Avec cet impressionnant SSD, Huawei prouve que les sanctions américaines ne l’arrêtent pas
Face aux sanctions américaines, Huawei a dû redoubler d’inventivité. Le fabricant a en effet misé sur une toute nouvelle technologie pour développer un SSD de pas moins de 122 To.

Si les États-Unis ont assoupli les sanctions contre Huawei en 2021, cela n’empêche pas le pays de l’Oncle Sam de limiter grandement le fabricant chinois. En effet, en 2019, les USA ont placé Huawei sur l’Entity List. En d’autres termes, le groupe chinois doit se passer d’une grande partie des matériels, logiciels et propriétés intellectuelles américaines. Et c’est un sérieux problème. En effet, les puces 3D NAND, qui reposent sur des technologies américaines, sont quasiment indispensables pour la fabrication d’appareils de stockage à grande capacité.
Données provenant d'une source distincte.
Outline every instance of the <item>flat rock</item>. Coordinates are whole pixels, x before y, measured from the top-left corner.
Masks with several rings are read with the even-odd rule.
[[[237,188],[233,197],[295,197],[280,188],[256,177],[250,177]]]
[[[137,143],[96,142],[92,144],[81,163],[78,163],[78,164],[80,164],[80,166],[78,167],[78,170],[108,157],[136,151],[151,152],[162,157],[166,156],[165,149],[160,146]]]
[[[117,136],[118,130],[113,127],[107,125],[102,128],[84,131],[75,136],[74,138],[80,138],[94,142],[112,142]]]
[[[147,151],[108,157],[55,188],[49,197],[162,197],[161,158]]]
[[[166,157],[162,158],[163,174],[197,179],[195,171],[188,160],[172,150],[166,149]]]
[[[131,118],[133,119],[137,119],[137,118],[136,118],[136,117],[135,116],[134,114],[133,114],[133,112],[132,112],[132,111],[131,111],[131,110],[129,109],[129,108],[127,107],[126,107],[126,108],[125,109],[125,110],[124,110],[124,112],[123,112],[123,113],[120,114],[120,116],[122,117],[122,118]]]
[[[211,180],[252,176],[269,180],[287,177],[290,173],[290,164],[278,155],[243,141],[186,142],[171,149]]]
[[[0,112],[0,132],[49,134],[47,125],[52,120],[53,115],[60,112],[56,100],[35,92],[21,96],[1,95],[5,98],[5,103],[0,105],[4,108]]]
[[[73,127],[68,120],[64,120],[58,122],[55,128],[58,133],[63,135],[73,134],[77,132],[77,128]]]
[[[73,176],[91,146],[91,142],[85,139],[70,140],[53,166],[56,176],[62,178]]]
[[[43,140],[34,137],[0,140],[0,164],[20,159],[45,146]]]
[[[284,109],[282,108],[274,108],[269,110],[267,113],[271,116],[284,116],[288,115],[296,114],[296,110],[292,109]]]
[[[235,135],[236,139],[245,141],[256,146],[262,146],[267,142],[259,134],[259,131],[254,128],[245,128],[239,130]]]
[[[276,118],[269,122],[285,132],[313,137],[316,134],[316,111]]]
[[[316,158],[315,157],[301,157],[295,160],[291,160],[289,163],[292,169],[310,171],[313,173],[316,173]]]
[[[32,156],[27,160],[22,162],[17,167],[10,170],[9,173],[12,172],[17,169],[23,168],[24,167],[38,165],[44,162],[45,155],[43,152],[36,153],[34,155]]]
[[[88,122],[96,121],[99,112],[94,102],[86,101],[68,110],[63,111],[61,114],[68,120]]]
Face à ces blocages, Huawei défie les sanctions américaines avec une production massive de puces. Mais pas que. En effet, pour fabriquer son SSD de 122,88 To, Huawei a choisi d’opter pour un packaging de type Die-on-Board (DoB), qui vient remplacer l’empaquetage NAND traditionnel. Cette méthode permet au fabricant chinois d’augmenter la capacité de ses appareils de stockage, tout en se passant de certaines technologies américaines de pointe.
Huawei tente de contourner les sanctions américaines
De plus, le DoB serait plus économique que le NAND, auquel Huawei n’aurait pas accès. Toutefois, ce type de packaging n’est pas sans défaut, loin de là. En effet, le fabricant chinois a été confronté à des problèmes de gestion thermique et d’intégrité du signal inhérents au DoB. Toutefois, Huawei aurait compensé ces problèmes grâce à son OceanDisk 1800.
Et Huawei ne compte visiblement pas s’arrêter en si bon chemin, loin de là. Les SSD avec une capacité de stockage de 61,44 To et 122,88 To ne sont qu’un début pour le groupe chinois. En effet, Huawei pourrait proposer un disque de pas moins de 245 To dans un futur proche.
La Chine fait face à une liste interminable de sanctions, y compris dans le domaine de l’intelligence artificielle. Le pays est notamment privé de la NVIDIA H200, principalement utilisée pour les centres de données d’IA.
Face à cette lourde contrainte, Huawei a dévoilé le CloudMatrix, qui pourrait même surpasser son équivalent chez NVIDIA. Il semblerait donc qu’Huawei soit sur le point de ne plus avoir besoin des États-Unis pour fabriquer les meilleurs smartphones du marché.